Laura couldn’t help bristling at his sceptical tone. ‘Undoubtedly,’ she said tightly. ‘However I have more than a passing interest. I specialise in the restoration and conservation of ancient buildings, and I’ve been coveting yours for weeks.’
‘Is that so?’
Matt folded his arms across his chest and stared at her. For so long and so intently that she began to drown in the heat of his gaze. She might be churning with indignation, but that didn’t stop her head swimming, her knees turning watery and her stomach fluttering. Laura silently cursed her treacherous body and hoped to God he couldn’t see the effect he was having on her. ‘Absolutely,’ she said with a coolness that came from who knew where.
Matt tilted his head. Raised an eyebrow. Gave her a lazily lethal smile that zoomed down the entire length of her body and curled her toes, and quite suddenly her skin began to prickle.
‘If you’re an architect as you say you are,’ he said, leaning forwards a fraction and lowering his voice, ‘prove it.’
Prove it? Prove it?
For a moment, all Laura could hear was what sounded like the faint hum of a tractor somewhere in the distance. But that could well have been the blood rushing in her ears.
‘What?’ she said, giving her head a quick shake. Presumably she’d been so distracted by the muscles of Matt’s arms flexing as he crossed them she must have misheard. Been hypnotised by his eyes or something. Or maybe he just had a truly warped sense of humour and was joking. Because what kind of man went round accusing random strangers of being something they weren’t and then demanding they prove it?
‘If you expect me to believe you’re an architect and want nothing more than access to my house, prove it.’
Laura blinked and stared at him. Nope. Gorgeous forearms and mesmerising eyes aside, she hadn’t misheard. And he wasn’t joking. That he meant what he said was etched into the stony expression on his face.
Her pulse raced. What exactly was his problem? Was he on some sort of lord-of-the-manor power trip? Was he completely paranoid? And frankly, did she even want to venture inside his house when he was obviously one pane short of a window?
The rational side of her, the one that was seething with indignation, pointed out that she had no need to continue this idiotic conversation. It was a balmy Saturday morning. She had plenty of things to be getting on with. Like finding a job and sorting out her catastrophe of a life. She really didn’t need this kind of headache, and no mansion was worth this amount of hassle.
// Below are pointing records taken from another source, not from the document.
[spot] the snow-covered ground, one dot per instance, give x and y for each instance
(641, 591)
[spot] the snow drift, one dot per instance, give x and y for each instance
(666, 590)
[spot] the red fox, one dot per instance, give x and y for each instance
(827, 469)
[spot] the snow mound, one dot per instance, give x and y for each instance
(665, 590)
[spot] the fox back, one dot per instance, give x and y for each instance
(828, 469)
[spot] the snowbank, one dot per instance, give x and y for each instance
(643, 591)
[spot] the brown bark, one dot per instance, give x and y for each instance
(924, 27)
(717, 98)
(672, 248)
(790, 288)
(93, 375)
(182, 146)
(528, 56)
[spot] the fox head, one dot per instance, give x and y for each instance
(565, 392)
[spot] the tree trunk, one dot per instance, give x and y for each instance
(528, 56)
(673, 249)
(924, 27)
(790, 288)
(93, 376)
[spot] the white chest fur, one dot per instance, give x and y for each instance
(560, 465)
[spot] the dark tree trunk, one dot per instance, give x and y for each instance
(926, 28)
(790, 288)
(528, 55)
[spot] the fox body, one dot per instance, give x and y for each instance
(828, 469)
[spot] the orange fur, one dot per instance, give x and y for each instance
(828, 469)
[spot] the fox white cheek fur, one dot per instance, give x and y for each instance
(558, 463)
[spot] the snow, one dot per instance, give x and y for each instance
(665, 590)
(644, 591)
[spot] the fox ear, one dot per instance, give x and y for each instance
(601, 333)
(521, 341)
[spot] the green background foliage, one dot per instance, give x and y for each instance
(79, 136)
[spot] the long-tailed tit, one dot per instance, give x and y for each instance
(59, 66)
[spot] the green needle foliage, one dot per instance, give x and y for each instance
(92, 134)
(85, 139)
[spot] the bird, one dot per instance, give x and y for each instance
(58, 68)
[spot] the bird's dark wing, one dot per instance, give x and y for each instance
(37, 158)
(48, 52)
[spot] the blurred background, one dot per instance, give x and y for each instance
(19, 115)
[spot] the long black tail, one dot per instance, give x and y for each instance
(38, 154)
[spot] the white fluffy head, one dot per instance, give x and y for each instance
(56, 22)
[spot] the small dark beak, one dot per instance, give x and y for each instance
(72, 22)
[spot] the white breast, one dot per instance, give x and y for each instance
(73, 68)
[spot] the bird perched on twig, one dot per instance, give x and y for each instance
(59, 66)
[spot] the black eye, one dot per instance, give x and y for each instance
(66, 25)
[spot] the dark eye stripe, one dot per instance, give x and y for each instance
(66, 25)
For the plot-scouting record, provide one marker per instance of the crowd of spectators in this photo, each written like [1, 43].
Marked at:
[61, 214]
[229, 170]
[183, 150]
However, the professional part of her, the one that had recently been so ruthlessly dismissed, so flatly rejected by the company she’d worked for, clamoured for the opportunity to justify her abilities.
The two sides battled for a nanosecond but the sting of rejection was still so fresh, the wound still so raw, there was no contest.
Laura pulled her shoulders back and stuck her chin up. He wanted proof? Then he’d get it. More of it than anyone not fascinated with old buildings could possibly want.
‘Fine,’ she said, hauling out her notebook and studying the notes she’d made over the past six weeks. ‘From my preliminary investigations I’d say your house was probably built some time between the late sixteenth and early seventeenth centuries. The main structure has two storeys and, I believe, an attic.’
Possibly with a mad relative in occupancy to accompany the one who inhabited the rest.
‘It’s built out of squared and dressed limestone,’ she continued, ‘and has a stone slate roof. I believe it used to be a quadrangle, but it’s now “h” shaped with wings projecting forwards right and left of the central gabled porch. The right hand wing has been substantially rebuilt at the back. I’d say in the mid-nineteenth century.’
She paused to take a breath and glanced up from the pages to find Matt staring at her, a slightly stunned expression on his handsome face.
Good. That would teach him to leap to absurd conclusions and engage in all that sceptical eyebrow raising. And she had plenty more where that came from. She hadn’t even begun on the windows.
She arched a challenging eyebrow of her own. ‘Would you like me to go on?’
Matt frowned. ‘No. That’s fine.’
Stuffing the notebook back in her pocket, Laura pulled her camera off her shoulder and switched it on. ‘Then perhaps you’d like to see some pictures?’ she said. ‘I have one hundred and thirty photos of Regency Bath. I could take you through each one of them if you like. In great detail. I’m very thorough. And extremely enthusiastic. Honestly I could talk about them for hours.’
The frown deepened. ‘Some other time perhaps. I’m convinced.’
Bully for him. ‘I’m so glad,’ she said witheringly, hauling her camera back on her shoulder and shooting him a cool glance. ‘So why woul
d you think I was a journalist?’
‘Experience of binoculars.’
‘Are you really that newsworthy?’
His mouth twisted into a wry smile. ‘I have been.’
She racked her brains to place his face, but drew a blank. He probably dated supermodels or something. Poor old supermodels. ‘Who are you?’